Frequently Asked Questions (FAQs)

VLF Section                                      Tan Delta Section                                    Partial Discharge Section

VLF Section                         (Top)

Is VLF damaging to my cables ?

There is no evidence that we are aware of that indicates that VLF can damage healthy cable or reduce the life expectancy of the asset. This is not the case with DC where there is substantial evidence that the use of DC can damage cable that could otherwise be returned to service.

Overvoltage tests are designed (with proper choice of test voltage and test time) to accelerate the damage in already damaged cable such that the cable faults during the test. This facilitates the location of the damage which is required in order to replace the damaged section.

This method avoids the spectacular and sometimes collateral damage associated with cable failure under system conditions whilst removing the damaged cables from the network.

What about experiments that "prove" the destructive nature of VLF ?

There is no need to prove this - it is an accepted fact that any over-voltage test (DC, VLF or system frequencies) can potentially case the cable to fail. This is actually the desired outcome of such a test.

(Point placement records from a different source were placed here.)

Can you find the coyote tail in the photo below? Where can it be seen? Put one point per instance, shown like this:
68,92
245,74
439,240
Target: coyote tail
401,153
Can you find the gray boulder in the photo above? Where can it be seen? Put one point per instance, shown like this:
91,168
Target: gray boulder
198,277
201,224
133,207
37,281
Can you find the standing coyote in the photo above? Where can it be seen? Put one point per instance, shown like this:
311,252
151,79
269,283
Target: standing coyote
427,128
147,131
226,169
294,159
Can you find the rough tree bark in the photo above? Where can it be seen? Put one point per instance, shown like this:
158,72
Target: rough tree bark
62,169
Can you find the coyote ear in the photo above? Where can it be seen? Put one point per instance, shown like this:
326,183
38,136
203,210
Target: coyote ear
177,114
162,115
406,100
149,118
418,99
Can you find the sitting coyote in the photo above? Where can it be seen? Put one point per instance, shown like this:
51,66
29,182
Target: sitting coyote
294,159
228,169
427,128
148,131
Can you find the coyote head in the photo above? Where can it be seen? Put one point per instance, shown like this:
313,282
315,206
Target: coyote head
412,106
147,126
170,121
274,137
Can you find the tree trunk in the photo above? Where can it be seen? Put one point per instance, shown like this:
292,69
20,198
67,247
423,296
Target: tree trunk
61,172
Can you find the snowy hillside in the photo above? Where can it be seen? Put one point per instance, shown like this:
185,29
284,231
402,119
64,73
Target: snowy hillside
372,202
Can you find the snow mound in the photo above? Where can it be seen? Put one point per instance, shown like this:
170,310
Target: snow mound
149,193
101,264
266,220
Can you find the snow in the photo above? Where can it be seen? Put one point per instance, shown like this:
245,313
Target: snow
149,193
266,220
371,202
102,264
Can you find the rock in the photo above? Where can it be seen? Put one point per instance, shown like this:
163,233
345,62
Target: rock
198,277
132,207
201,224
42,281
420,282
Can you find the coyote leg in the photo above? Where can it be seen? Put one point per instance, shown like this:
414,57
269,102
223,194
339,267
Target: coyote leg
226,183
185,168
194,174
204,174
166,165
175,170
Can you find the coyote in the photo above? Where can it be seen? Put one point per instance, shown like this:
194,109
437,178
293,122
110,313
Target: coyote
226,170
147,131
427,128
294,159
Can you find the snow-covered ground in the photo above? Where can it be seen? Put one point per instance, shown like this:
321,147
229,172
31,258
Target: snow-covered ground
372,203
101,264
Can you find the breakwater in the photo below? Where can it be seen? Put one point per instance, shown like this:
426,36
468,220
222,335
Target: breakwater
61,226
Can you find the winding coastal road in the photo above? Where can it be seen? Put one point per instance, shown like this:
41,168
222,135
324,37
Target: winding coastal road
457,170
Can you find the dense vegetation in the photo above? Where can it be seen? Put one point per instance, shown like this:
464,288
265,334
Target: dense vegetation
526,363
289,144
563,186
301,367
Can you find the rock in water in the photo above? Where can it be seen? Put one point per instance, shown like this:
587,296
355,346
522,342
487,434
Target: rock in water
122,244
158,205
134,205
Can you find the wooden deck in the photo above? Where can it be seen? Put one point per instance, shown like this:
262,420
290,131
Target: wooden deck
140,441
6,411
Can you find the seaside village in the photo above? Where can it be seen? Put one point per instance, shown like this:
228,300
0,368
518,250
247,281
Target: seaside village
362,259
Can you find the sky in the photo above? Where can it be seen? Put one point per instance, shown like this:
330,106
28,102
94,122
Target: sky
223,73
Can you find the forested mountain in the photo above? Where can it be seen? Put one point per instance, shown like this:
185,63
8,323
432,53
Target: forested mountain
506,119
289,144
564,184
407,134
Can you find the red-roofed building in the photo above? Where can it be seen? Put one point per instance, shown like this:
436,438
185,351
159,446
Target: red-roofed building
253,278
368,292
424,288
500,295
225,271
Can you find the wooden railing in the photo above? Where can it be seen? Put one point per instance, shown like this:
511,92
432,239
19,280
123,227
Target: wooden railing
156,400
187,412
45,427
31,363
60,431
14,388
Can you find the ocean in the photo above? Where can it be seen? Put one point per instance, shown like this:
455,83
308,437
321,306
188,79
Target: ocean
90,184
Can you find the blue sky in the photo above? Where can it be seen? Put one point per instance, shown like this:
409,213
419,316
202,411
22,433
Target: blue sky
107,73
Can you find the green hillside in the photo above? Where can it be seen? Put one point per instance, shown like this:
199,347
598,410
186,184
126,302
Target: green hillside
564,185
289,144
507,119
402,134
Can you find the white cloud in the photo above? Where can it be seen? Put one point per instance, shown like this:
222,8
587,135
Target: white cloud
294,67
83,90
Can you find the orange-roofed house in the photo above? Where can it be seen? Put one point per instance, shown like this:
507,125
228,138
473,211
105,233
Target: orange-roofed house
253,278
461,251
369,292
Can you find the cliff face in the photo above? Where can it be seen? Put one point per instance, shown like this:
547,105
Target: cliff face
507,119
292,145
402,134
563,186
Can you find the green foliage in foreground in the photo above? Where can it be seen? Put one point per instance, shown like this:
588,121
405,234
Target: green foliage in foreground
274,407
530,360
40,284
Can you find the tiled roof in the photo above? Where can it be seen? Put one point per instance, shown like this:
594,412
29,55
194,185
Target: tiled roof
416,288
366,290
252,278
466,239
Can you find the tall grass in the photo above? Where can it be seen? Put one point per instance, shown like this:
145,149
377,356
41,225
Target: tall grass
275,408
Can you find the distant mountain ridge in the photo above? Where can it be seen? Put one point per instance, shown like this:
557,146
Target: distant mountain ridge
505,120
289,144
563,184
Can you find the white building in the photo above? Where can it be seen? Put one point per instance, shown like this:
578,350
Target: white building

If any test were destructive for the healthy portions of the cable then this would be problematic and we would see the following : (1) Increased failure rates of cables that have been tested (2) Cable manufacturers would void warranties on cables if such tests were used. Neither is true, in fact the data indicates that the opposite is true and many cable manufacturers recommend the use of VLF.

We would urge our customers to assess the source of the "proof" and compare that to the sources of evidence to the contrary.

Can VLF testing be compared with system frequency (50/60 Hz) testing ?

There is a lot of evidence to indicate that the behaviour of cables (breakdown voltages, growth rates of electrical trees etc) is similar (although not identical) at VLF to system frequencies.

Tan Delta Section                (Top)

Can Tan Delta detect water trees ?

Yes the measured Tan Delta values have been shown to be sensitive to moisture ingress in cables.

What about Hybrid (mixed XLPE and paper-oil/EPR) ?

The measured value of Tan Delta is not the only indicator of poor condition of the dielectric. This is of course difficult to predict with a hybrid cable. However the consistency of repeated TD readings (defined as the standard deviation) is similarly an indication of deteriorated dielectric condition and the voltage dependence of the TD readings are similarly valid.

Partial Discharge Section    (Top)

Can Partial Discharge equipment detect water trees ?

No - there is no electrical activity associated with water ingress. By the time that the water tree has converted to an electrical tree and is supporting partial discharges, the damage is normally so severe as to quickly cause the cable to fail.

What length of cables can be tested with Partial Discharge systems ?

It is important to differentiate here between (1) the length of cable that can be energised (2) the length over which PD can be detected (3) the length over which PD can be located.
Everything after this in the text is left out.